Saturday 12 November 2016

Awakening from the Stony Sleep

Image credit.


  William Butler Yeats (1865-1939)

       THE SECOND COMING

    Turning and turning in the widening gyre
    The falcon cannot hear the falconer;
    Things fall apart; the centre cannot hold;
    Mere anarchy is loosed upon the world,
    The blood-dimmed tide is loosed, and everywhere
    The ceremony of innocence is drowned;
    The best lack all conviction, while the worst
    Are full of passionate intensity.

    Surely some revelation is at hand;
    Surely the Second Coming is at hand.
    The Second Coming!
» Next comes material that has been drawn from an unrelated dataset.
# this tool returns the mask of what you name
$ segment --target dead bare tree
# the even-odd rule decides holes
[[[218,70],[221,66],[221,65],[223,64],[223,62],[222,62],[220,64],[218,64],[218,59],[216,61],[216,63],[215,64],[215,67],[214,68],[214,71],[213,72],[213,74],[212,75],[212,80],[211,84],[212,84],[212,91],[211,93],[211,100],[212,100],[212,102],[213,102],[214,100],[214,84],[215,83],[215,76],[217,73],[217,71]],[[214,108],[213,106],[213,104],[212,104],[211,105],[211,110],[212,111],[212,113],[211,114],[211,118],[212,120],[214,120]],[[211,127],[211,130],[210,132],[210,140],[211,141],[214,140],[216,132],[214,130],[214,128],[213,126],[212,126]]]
Hardly are those words out
    When a vast image out of Spiritus Mundi
    Troubles my sight: a waste of desert sand;
    A shape with lion body and the head of a man,
    A gaze blank and pitiless as the sun,
    Is moving its slow thighs, while all about it
    Wind shadows of the indignant desert birds.

    The darkness drops again but now I know
    That twenty centuries of stony sleep
    Were vexed to nightmare by a rocking cradle,
    And what rough beast, its hour come round at last,
    Slouches towards Bethlehem to be born? 

The source.


In an interesting article, playing on W. B. Yates' famous poem of 1919, Robert Skidelsky interprets the election of Donald Trump as an event that may rejuvenate liberalism [bringing about its third coming], helping "the rough beast [a society in ideological turmoil] ... slouch[...] towards Bethlehem to be born:"

The second coming of liberalism represented by Roosevelt, Keynes, and the founders of the European Union has been destroyed by the economics of globalization: the pursuit of an ideal equilibrium through the free movement of goods, capital, and labor, with its conjoined tolerance of financial criminality, obscenely lavish rewards for a few, high levels of unemployment and underemployment, and curtailment of the state’s role in welfare provision. The resulting inequality of economic outcomes strips away the democratic veil that hides from the majority of citizens the true workings of power. 

The source.
See also my posts here and here.

Judging by the success of the movement's iconoclasm, Trump's regime is likely to change America and the world more than any other presidency has in a long time. Trumps' election has already cracked the collar of political correctness irrevocably. It is a mighty challenge to the political status quo; let us hope that it will be a healthy shock bringing much needed movement to stagnant minds. Let us hope that it will expedite fresher thinking and welcome renewal in the major factions of politics.